If you can’t beat them, join them. That appears to be the mentality of many U.S. TV networks as more and more cable subscribers choose to cut the cord in favor of paying a fraction of the cost for online streaming video services.
In a report this week, Reuters gave several examples of major networks attempting to adapt to a world where Netflix has taken a changed the expectations of the average viewers. For instance, TV Land has begun to develop more original programming that follows a serialized narrative, attempting to bring viewers back week to week.
Impastor, a TV Land show about a man wracked with gambling debt who pretends to be a preacher in a small town, was actually rewritten from the ground up to build a story that would play out over the course of the season.

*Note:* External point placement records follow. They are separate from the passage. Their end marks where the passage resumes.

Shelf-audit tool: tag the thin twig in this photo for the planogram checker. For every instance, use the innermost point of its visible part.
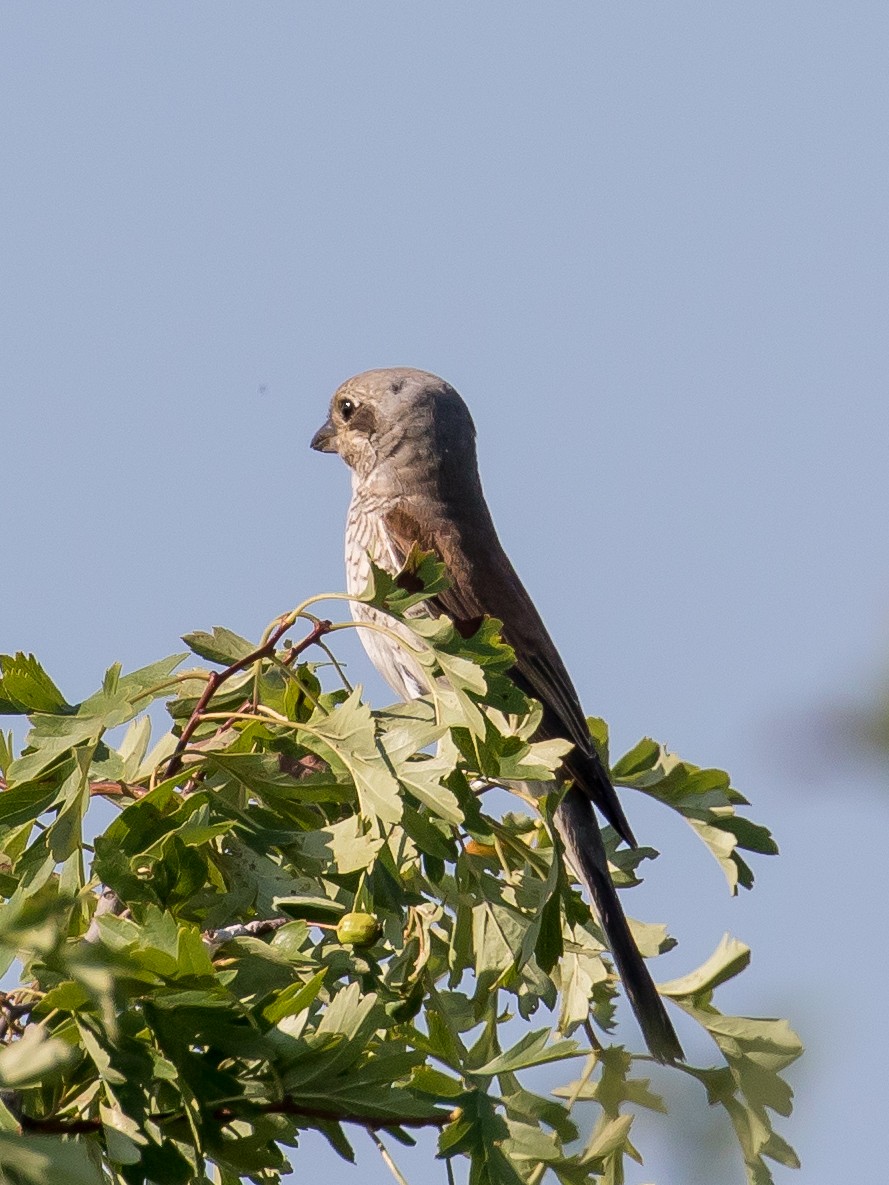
(217, 678)
(388, 1159)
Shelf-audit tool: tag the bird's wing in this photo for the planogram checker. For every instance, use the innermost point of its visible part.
(483, 581)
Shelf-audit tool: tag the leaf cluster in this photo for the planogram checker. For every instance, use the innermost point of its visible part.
(311, 920)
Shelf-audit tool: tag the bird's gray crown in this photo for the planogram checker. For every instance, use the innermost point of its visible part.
(402, 426)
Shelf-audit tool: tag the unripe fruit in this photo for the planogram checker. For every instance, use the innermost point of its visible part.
(358, 929)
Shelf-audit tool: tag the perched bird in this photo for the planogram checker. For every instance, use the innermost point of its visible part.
(410, 442)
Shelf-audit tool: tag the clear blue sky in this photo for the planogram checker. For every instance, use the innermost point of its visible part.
(648, 244)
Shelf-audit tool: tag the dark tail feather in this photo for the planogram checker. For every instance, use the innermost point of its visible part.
(579, 827)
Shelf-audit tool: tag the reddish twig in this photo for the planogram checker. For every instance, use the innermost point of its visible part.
(217, 678)
(56, 1126)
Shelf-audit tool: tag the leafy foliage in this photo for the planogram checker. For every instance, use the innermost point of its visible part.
(312, 921)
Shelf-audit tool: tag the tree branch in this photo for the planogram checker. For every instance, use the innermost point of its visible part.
(53, 1125)
(217, 678)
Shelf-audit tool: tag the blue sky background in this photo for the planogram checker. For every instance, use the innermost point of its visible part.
(647, 242)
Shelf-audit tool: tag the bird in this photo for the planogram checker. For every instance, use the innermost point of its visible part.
(409, 440)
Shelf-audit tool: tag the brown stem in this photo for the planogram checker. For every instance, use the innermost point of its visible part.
(57, 1126)
(217, 678)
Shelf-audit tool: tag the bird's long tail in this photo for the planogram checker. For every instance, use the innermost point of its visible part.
(579, 828)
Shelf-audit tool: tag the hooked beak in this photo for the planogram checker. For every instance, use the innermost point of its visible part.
(325, 439)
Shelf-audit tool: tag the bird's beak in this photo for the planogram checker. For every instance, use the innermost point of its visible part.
(325, 439)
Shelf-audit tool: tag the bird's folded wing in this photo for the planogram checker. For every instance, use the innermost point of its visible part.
(484, 582)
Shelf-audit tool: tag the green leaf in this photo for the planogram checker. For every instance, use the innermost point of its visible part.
(294, 999)
(728, 960)
(39, 1159)
(219, 646)
(350, 732)
(34, 1059)
(532, 1049)
(26, 687)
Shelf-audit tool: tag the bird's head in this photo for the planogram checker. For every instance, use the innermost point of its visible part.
(403, 423)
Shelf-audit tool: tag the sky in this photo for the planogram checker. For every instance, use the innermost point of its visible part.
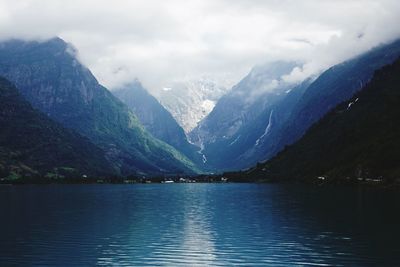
(163, 42)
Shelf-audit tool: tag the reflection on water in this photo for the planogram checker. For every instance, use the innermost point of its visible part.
(198, 225)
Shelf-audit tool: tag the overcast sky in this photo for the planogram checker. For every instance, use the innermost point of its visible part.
(160, 42)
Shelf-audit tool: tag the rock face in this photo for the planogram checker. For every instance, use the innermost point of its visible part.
(337, 84)
(51, 78)
(156, 119)
(249, 132)
(32, 145)
(234, 131)
(356, 141)
(189, 102)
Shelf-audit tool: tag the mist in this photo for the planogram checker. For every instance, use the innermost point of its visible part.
(165, 42)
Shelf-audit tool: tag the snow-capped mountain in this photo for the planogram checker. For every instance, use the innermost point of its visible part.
(190, 101)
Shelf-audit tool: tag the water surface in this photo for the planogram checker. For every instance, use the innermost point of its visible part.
(198, 225)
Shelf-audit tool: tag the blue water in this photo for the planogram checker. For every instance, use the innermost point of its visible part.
(198, 225)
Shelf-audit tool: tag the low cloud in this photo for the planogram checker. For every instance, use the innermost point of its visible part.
(161, 42)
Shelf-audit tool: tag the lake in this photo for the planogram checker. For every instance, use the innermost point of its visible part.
(198, 225)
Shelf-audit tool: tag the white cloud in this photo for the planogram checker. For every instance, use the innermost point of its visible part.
(160, 42)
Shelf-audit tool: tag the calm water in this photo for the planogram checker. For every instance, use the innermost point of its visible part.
(198, 225)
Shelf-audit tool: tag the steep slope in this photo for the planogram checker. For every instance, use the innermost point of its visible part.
(332, 87)
(190, 101)
(357, 139)
(239, 133)
(32, 145)
(232, 133)
(156, 119)
(51, 78)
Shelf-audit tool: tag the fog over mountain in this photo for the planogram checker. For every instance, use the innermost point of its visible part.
(164, 42)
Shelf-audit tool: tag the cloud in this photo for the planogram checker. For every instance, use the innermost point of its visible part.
(161, 42)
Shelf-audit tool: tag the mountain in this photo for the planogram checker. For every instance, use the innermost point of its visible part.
(337, 84)
(230, 135)
(190, 101)
(357, 140)
(49, 75)
(247, 132)
(156, 119)
(32, 145)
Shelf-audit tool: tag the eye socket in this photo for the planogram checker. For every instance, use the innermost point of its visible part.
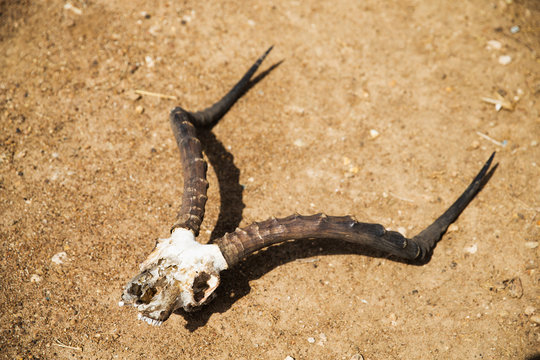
(135, 290)
(147, 296)
(200, 285)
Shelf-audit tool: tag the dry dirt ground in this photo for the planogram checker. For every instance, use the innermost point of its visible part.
(90, 169)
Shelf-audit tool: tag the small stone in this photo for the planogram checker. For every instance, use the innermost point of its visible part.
(299, 143)
(494, 45)
(59, 258)
(531, 244)
(373, 133)
(294, 109)
(505, 59)
(529, 310)
(472, 249)
(322, 339)
(514, 287)
(149, 61)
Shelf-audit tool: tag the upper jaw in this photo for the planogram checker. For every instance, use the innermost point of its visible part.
(179, 273)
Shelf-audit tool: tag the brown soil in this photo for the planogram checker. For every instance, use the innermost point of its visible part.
(91, 169)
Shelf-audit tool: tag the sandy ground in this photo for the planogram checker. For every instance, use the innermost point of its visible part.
(89, 169)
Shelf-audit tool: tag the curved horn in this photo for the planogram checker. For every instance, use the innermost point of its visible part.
(242, 242)
(183, 124)
(180, 272)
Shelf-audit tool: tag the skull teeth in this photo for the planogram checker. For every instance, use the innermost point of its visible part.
(150, 321)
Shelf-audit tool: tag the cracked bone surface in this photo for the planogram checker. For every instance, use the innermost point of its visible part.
(179, 273)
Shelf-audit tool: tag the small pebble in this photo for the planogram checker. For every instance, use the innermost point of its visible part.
(472, 249)
(298, 142)
(529, 310)
(373, 133)
(322, 339)
(494, 45)
(505, 59)
(149, 61)
(294, 109)
(357, 357)
(59, 258)
(531, 244)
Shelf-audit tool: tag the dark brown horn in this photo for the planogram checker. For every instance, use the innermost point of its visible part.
(242, 242)
(184, 125)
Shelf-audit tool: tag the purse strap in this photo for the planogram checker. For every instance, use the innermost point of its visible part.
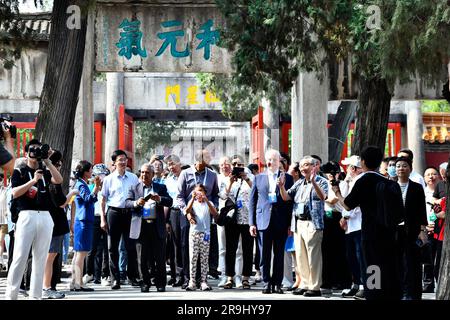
(237, 193)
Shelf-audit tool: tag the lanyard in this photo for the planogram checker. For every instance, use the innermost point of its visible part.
(204, 179)
(31, 178)
(272, 181)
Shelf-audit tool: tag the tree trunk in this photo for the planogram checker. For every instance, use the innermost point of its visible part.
(337, 133)
(443, 285)
(372, 114)
(55, 123)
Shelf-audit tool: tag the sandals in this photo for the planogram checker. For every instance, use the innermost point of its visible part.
(229, 284)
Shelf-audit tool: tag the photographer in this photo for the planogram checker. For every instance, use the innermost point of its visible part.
(238, 189)
(30, 190)
(7, 158)
(309, 195)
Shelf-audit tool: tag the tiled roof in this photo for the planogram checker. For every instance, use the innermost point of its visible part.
(436, 127)
(33, 26)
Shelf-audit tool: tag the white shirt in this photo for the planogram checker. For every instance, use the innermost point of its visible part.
(355, 216)
(115, 188)
(272, 180)
(171, 183)
(414, 176)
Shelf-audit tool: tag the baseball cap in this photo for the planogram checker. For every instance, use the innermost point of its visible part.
(352, 161)
(100, 169)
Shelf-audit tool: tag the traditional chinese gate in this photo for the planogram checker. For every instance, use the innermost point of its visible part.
(126, 134)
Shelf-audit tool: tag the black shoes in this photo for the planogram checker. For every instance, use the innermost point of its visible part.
(350, 294)
(277, 289)
(312, 293)
(299, 291)
(134, 283)
(267, 289)
(115, 285)
(178, 283)
(360, 295)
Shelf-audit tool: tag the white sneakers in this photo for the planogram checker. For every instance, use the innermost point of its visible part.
(223, 280)
(106, 281)
(87, 278)
(238, 281)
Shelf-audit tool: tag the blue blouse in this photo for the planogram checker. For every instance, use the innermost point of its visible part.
(85, 202)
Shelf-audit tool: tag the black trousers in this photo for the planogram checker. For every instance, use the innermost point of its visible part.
(410, 266)
(381, 252)
(335, 271)
(97, 260)
(175, 235)
(273, 238)
(431, 262)
(119, 224)
(232, 233)
(257, 258)
(184, 241)
(213, 249)
(149, 247)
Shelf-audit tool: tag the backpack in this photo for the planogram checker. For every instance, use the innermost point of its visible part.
(390, 209)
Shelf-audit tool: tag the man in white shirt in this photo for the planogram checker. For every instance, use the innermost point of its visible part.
(351, 223)
(414, 176)
(117, 220)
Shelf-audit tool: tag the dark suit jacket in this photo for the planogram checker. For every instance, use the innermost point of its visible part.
(260, 209)
(415, 210)
(137, 192)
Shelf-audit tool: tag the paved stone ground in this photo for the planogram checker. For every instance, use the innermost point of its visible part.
(128, 292)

“Instead of it being every episode as a standalone, we added a storyline that was told more episodically as the mystery unravels,” said TV Land creative and marketing executive Kim Rosenblum.
TBS also tried something completely different earlier this year when it aired the entire 10-episode season of comedy Angie Tribeca over the course of a single marathon. Reuters says that a third of the marathon’s viewers had never tuned into the network before, so regardless of whether or not the show was a success (it mostly was), the experiment paid off.
Even commercials are feeling the effects of Netflix, Hulu and Amazon Prime as network executives experiment with serialized advertising campaigns and including brands directly into the network’s shows.
“The streaming platforms have created a more competitive environment and we all need to deliver better,” said David Levy, president of Turner.